Officials shared their findings during a virtual town hall with scores of participants Oct. 31, the latest in a series of updates on the Missile Community Cancer Study that has been going on since March 2023.
In addition to environmental sampling at ICBM bases, researchers from the U.S. Air Force School of Aerospace Medicine are looking to see if missileers and other support forces are diagnosed with cancer at higher rates. In February, they released the results of “Phase 1A” of that study, which drew data from Department of Defense electronic medical records from 2001-2021, capturing those who were diagnosed with cancer through the Military Health System (MHS), including through the Tricare health insurance program.
For “Phase 1B,” released Oct. 31, the study expanded to include data from Department of Veteran Affairs electronic medical records and both the Department of Defense and Department of Veteran Affairs’ cancer registries, going back as far as 1976 in some cases, said a USAFSAM official.
More data will be included in the future by pooling data from state cancer registries.
“Phase 1 Bravo included considerably more data, capturing nearly 11 times more cancer cases compared to Phase 1 Alpha … The study team anticipates finding two to three times more cancers in Phase 2 using the virtual pulled registry,” the official said. “And no definitive conclusion should be drawn until Phase 2 is complete and all data sources have been incorporated.”
Officials also noted one major change they made between Phase 1A and Phase 1B.
“One significant adjustment required individuals to serve for a minimum of one year in the career field,” the official said. “Standard occupational cancer studies generally require a minimum of one-year duration of employment to be included in the analysis.”
This excluded some 205,000 previously included individuals, including 19,000 from missile-related career fields.

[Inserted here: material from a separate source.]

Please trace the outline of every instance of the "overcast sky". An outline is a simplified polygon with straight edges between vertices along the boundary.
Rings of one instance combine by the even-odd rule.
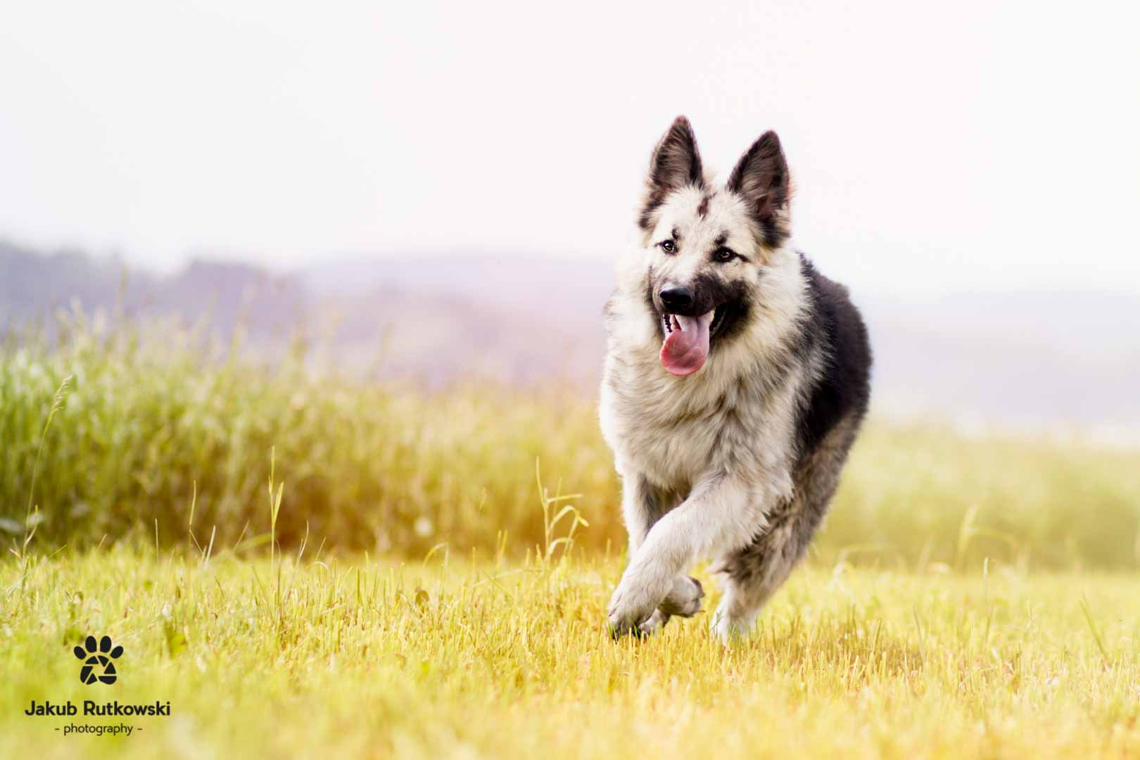
[[[1135,2],[545,5],[7,3],[0,237],[602,256],[684,113],[722,178],[781,134],[856,287],[1140,292]]]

After adjusting for demographics and using slightly different metrics for comparing the missile community to the rest of the Air Force than it did with the general population, the results “suggest that there is no statistically significant difference in the incidence of most types of cancers” compared to the rest of the Air Force. Furthermore, compared to the general population, “almost all the standardized incidence ratios were less than 1.0, suggesting that the missile community had lower relative risk for developing these types of cancers.”

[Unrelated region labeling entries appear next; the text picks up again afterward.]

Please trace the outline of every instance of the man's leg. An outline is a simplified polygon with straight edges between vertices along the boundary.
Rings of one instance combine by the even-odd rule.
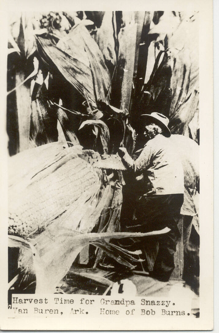
[[[168,281],[175,268],[174,253],[178,235],[174,230],[161,236],[159,249],[151,275],[160,281]]]

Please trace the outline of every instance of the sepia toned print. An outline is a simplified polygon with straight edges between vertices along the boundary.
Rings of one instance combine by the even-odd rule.
[[[199,20],[9,13],[10,317],[199,320]]]

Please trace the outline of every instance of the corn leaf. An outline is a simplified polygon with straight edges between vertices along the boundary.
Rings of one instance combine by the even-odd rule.
[[[85,120],[83,122],[79,127],[81,130],[86,126],[94,125],[100,129],[100,138],[104,153],[108,154],[109,144],[110,142],[110,131],[107,125],[102,120]]]
[[[88,245],[90,241],[112,238],[151,236],[167,232],[169,230],[166,228],[161,230],[145,233],[82,234],[59,227],[58,224],[50,225],[43,232],[28,242],[30,250],[25,250],[24,252],[28,260],[25,262],[24,260],[23,262],[25,262],[27,265],[30,260],[30,254],[31,257],[32,254],[32,260],[37,280],[36,293],[53,293],[60,281],[68,272],[79,253]],[[23,242],[22,240],[20,241],[23,246]],[[17,246],[19,246],[18,244]],[[22,262],[21,260],[21,263]],[[130,266],[128,263],[127,264]]]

Yet officials were quick to caution that their findings were not final.
“The release of the preliminary information is just an attempt to be transparent, not definitive in the discovery journey yet,” said Col. Greg Coleman, AFGSC surgeon general. “We still have another 50 percent of the data to go through. So the data is instructive. But I just want to caution folks, don’t draw definitive conflict conclusions from the data yet, until the report is done and all the data analysis is done.”
AFGSC boss Gen. Thomas A. Bussiere also sought to preempt concerns that the study was sweeping the missile community’s concerns aside, as previous studies in 2001 and 2005 did.
“I sense in the community writ large that there is some skepticism based on the results of the 2001 and 2005 reports. I share, and I’ve been very vocal about my unsatisfaction with those two reports,” Bussiere said. “But this study, this effort, and this energy is significantly more focused and engaged than those two times.”